音声を時間軸で切り分けていくことを考えてみましょう。たとえば、「雨」(アメ)という単語はどのように分けることができるでしょうか?「ア」(a)と「メ」(me)に分けられる、というのが一つの答えです。さらに細かく分けるとすると、「メ」はさらに、[m] と [e] に分けることができます。

これら [a, m, e] はそれぞれ、異なる音色(timbre)を持っています。このように、音声を時間軸上で音色の特徴をもとに切り分けていった最小の単位を「単音」(phone)といいます。

それぞれの単音は、もっと細かく分けることもできないわけではありません。例えば、[a] の前半と後半というようにです。しかし、[a] の前半と後半は音色上の特徴がほぼ同じなので、そこに単音の境界はなく、同一の単音の一部を成すものとみなされます。

なお、単音は「分節音」(segment, phonetic segment)と呼ばれることもあります。

プロソディー(韻律)

では、「雨」と「飴」では何が違うでしょうか。どちらも単音のレベルでは、[a, m, e] という三つの単音から構成されます。しかし、日本語(特に東京・首都圏の発音)では、両者は異なるピッチ(pitch; 高さ)で発音されます。具体的には、「雨」は高いところから下がり、「飴」は低いところから上がります。

音声のうちピッチにかかわる現象は、プロソディーの一種とみなされます。「プロソディー」(prosody)とは、ピッチ(pitch; 高さ)、大きさ(loudness)、長さ(length)の変化によって生み出される音声の諸現象の総称です。(ただし、研究者によってはピッチ・大きさ・長さ以外の要素もプロソディーの構成要素に含めることもあります。)日本語のアクセント(accent)や英語の強勢(stress)などが、プロソディーに含まれます。

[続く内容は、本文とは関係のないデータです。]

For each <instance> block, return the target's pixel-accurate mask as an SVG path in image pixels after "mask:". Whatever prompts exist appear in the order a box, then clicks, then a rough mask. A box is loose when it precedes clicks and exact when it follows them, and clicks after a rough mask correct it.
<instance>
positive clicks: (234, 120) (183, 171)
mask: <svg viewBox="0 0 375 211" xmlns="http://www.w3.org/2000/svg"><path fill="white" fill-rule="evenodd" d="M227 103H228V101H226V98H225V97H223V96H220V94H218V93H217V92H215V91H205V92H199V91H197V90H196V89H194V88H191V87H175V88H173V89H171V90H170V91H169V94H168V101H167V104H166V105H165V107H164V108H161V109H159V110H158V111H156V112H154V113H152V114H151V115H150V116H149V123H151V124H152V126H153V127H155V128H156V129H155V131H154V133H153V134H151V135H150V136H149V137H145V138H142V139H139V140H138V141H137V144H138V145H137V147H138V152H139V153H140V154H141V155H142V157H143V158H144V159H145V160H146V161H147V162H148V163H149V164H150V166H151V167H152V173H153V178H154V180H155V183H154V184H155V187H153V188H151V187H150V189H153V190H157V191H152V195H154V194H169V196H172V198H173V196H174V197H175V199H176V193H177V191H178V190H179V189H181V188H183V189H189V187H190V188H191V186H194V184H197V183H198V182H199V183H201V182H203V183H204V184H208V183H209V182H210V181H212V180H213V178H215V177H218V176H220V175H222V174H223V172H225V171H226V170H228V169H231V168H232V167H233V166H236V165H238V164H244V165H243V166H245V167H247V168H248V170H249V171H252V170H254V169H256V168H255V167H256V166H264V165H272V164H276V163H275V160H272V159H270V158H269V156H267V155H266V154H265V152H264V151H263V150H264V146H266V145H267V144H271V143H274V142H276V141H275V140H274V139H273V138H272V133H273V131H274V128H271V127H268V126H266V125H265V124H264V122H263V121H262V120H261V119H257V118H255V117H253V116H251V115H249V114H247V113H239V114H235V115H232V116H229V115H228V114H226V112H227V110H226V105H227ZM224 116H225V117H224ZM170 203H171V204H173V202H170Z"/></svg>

なお、プロソディーは「韻律」と呼ばれることもあります。ただし、「韻律」という用語は詩学などの分野では言語学とは異なる意味で用いられることがあるので、注意が必要です。

分節的特徴と超分節的特徴

単音(分節音)の特徴とプロソディーの特徴は、それぞれ「分節的特徴」(segmental features)、「超分節的特徴」(suprasegmental features)と呼ばれます。後者は「韻律的特徴」(prosodic features)とも呼ばれます。なお、「超分節的」という言葉は、単音(分節音)の連鎖の上に覆いかぶさる特徴というイメージから来ています。